Заметь, я вовсе не говорю о расовом сознании или переселении души и прочей мистике. Любые попытки объясниться только портят дело, и всё-таки я попытаюсь. Ведь именно это не давало нам сблизиться.
Понимаешь, мне не дано быть тебе матерью. Праматерь нужна мне не меньше, чем тебе.
Я держалась на расстоянии не только из-за твоего таланта. Безусловно, сила личности и литературная одарённость значат очень много, и всё-таки не в них одних дело. В том огромном романе, что ты послал мне, блистали крупицы благородного металла — золота ли, олова — словом, той субстанции, за которой финикияне когда-то плавали за тридевять земель. Увы, извлечь это богатство из твоей рукописи у меня не было ни сил, ни способностей. Но я всегда знала, что это произведение высокой пробы. Все твои сочинения таковы, даже если я с тобой спорю или не разделяю твоих убеждений. Я знаю: они отмечены печатью гения.

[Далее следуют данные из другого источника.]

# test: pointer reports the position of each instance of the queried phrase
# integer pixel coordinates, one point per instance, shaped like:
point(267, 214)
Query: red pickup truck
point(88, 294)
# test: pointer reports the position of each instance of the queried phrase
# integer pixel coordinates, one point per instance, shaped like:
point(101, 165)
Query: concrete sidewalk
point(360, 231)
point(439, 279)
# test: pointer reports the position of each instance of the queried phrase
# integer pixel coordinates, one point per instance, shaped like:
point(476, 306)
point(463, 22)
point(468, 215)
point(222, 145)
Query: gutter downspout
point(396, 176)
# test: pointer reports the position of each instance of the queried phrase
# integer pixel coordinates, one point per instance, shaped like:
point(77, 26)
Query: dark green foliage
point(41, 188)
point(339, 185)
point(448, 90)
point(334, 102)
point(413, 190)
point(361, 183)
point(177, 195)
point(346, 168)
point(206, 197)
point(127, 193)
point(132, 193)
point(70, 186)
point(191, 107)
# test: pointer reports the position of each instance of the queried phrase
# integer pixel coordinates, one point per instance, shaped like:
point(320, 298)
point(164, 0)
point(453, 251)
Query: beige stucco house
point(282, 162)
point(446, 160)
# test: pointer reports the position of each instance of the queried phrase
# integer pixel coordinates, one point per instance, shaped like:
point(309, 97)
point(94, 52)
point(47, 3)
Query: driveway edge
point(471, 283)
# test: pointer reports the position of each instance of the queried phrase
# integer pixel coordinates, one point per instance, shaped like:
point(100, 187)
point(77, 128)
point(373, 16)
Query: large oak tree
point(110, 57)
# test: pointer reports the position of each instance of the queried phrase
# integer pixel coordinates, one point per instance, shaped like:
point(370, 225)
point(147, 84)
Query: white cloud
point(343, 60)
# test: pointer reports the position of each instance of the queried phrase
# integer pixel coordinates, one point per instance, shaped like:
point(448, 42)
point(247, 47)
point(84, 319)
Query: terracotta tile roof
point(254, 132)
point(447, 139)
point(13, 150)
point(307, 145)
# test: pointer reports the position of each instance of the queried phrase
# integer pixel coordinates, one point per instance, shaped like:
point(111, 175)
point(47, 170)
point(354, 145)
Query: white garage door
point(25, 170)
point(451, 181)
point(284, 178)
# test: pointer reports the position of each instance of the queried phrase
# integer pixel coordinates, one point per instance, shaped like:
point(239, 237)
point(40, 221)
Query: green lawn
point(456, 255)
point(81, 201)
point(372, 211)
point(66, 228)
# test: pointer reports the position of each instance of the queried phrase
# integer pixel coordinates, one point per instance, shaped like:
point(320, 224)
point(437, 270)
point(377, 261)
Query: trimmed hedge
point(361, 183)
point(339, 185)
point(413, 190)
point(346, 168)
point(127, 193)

В искусстве у тебя особая стать, и проявляется она, я полагаю, при сравнении твоего писательского кредо с принципами, которые в живописи исповедовал Ван Гог.
По-моему, это родство легко установить по отдельным фразам или строчкам из писем. А главное, вы схожим образом воспринимаете мир: вспомни опрокинутый горшок, корзину с маргаритками, наконец, истоптанные башмаки.
Как никто Ван Гог ощущал древний магнетизм земли и умел передать его в живописи. Мы видим, как ветер пригибает к земле его пшеничные колосья и они дрожат, и в этом трепете чувствуется не только страх перед стихией, но и ликование, и собственная сила.
В эпицентре циклона всегда покой.
Ты говоришь: «женщина женщиной, мужчина — мужчиной». Не знаю, что тебе сказать на это, а в то время не знала тем более. Но когда дело доходит до любви к кипарису или персиковому дереву, — любви в понимании Ван Гога, — всё приходит в движение, начинает жить. Жить как ребёнок, что вот-вот появится на свет, — говорила я про себя, сидя за столом, где горела свеча. Ван Гог сливается с кипарисом, приникает к цветущей фруктовой ветке, становясь с нею одним целым, и они светятся, они — gloire.
Поклонение природе здесь ни при чём, если только под природой не мыслится дух. Ты называл меня «живой душой», но ожила я лишь тогда, когда ты позвал меня: «Давай уедем». Мы и уехали: здесь, в этом краю, я живу тобой, претворяю тебя. Служу тебе, открывая тебя в каждой малой частице земли.
Будущее темно, и всё же войне скоро конец. Я уже без страха вспоминаю Лондон, мне уже снится старый дом и Иванова комната наверху. Я мысленно поднимаюсь по широкой лестнице, вхожу в коридор и толкаю деревянную дверь, а за ней — последняя, узкая лесенка. Я представляю, что за дверью в комнате спишь ты. Вспоминаю утро и твои слова: «Ты пела во сне. Я проснулся и понял, что плачу».